Seams visually weaves the past, the present, the real, and the imagined, through an approach much like a graphic novel, an illustrated travel journal, or a letter to home. A film in three acts with a prologue and a conclusion, the story visually unfolds through portraiture, archival footage, poetic live-action shots of landscapes and buildings, and hand drawn stop-motion animation made with tea and ink on Irish linen. Linen is a significant material in Ireland. It fuelled Northern Ireland’s industrialized economy and was used in much of the war industry for its strength and resilience. 

The beauty and the draw of the parachute is the beginning of a look into its creation, its use, and its cultural meaning.

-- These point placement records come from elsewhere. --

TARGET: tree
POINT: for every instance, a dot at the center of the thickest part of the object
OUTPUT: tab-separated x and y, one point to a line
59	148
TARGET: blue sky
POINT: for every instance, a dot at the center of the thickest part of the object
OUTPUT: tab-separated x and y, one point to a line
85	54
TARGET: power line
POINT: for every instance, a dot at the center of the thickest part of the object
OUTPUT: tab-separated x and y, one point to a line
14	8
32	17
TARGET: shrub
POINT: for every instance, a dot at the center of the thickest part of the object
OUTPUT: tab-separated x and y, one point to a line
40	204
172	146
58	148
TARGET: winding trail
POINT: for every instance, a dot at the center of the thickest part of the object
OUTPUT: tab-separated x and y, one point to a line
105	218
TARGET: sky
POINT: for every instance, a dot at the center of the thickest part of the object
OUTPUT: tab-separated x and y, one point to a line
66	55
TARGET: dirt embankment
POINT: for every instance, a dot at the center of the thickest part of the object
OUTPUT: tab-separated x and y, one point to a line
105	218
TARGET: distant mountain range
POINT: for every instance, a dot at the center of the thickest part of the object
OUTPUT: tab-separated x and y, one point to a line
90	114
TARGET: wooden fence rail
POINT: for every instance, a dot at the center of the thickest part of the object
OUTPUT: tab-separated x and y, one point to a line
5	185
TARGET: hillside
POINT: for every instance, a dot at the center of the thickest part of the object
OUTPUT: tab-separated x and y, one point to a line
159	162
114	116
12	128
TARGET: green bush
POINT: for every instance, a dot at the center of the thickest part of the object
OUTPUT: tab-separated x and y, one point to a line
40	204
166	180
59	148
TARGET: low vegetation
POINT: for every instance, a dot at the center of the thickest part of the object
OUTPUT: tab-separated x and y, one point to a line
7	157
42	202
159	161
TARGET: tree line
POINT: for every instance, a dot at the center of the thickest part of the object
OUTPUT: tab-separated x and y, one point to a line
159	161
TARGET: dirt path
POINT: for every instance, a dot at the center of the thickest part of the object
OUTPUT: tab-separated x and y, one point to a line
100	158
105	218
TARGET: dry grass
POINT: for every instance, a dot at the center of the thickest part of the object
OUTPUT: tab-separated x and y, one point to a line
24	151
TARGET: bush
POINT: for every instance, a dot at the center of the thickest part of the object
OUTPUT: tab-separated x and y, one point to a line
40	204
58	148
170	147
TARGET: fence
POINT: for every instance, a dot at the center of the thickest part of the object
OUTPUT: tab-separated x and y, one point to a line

It leads me to ask, “Whose hands made this object?” My question sends me on a journey through Ireland and Northern Ireland, unfolding a much larger story than my original inquiry. 

My search leads me to Margaret, a Northern Irish Protestant who sewed the seams of linen parachutes. I also meet Ruby, a Protestant linen mill worker from Belfast, and then Joan and Elsie, two Irish Catholic soldiers in the British Army (ATS) from Co. Cork, and finally Jane, an Irish Catholic nurse in London from Co. Clare.

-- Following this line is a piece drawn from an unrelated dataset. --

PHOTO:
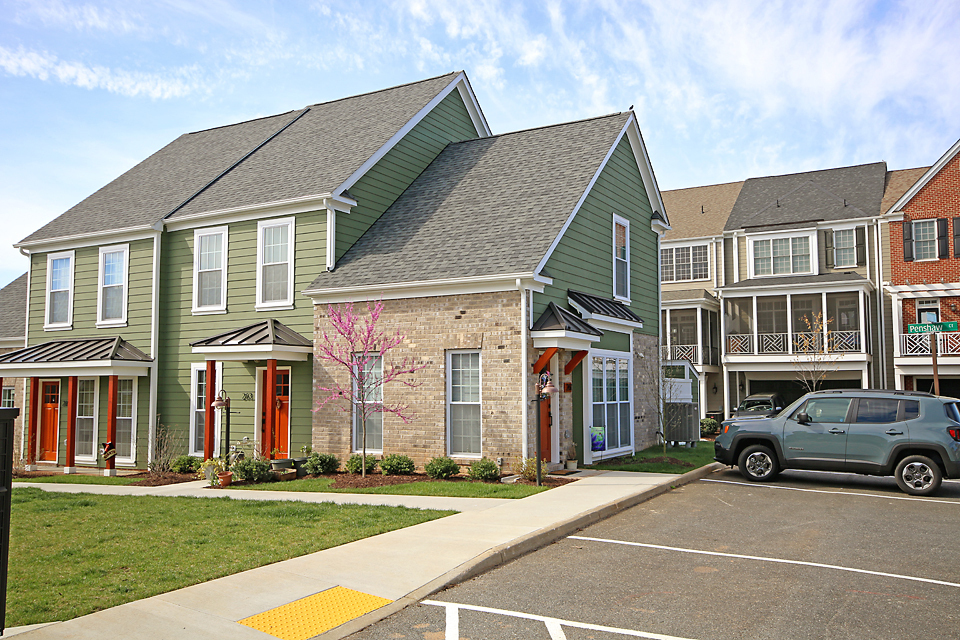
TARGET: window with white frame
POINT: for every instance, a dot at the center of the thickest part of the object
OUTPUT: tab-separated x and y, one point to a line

The women’s stories weave throughout time, as they remember the horrors of the Second World War and the tragedy of the Northern Irish Troubles. The animation makes visceral the women’s testimonies, and we feel the tensions they face as young women workers within a divided, fledgling society during a global war. We journey with them as they speak about the complexities of religious and national discrimination and its alienating affects on their lives. We feel their joy of friendships made across Catholic and Protestant divides, and we mourn the violence that later came from these deep-seated divisions. We look in horror at the human toll of aerial bombardment as Ruby and Jane describe the blood and destruction during the Battle of Britain. We think about war’s aftermath and question our own definitions of “enemy”, as Elsie recounts her experience with the ATS in Hamburg after the war, a city destroyed by Allied firebombing. However, much like the durability of linen, the women maintained a strength, resilience, and incredible love of life in the midst of all of the hardship.

The research advisers to the film include Dr. Mary Muldowney whose book, The Second World War and Irish Women: An Oral History was the first comprehensive look at the war's impact on the lives of Irish women. She is an authority on oral history in Ireland and founding member of the Oral History Network of Ireland.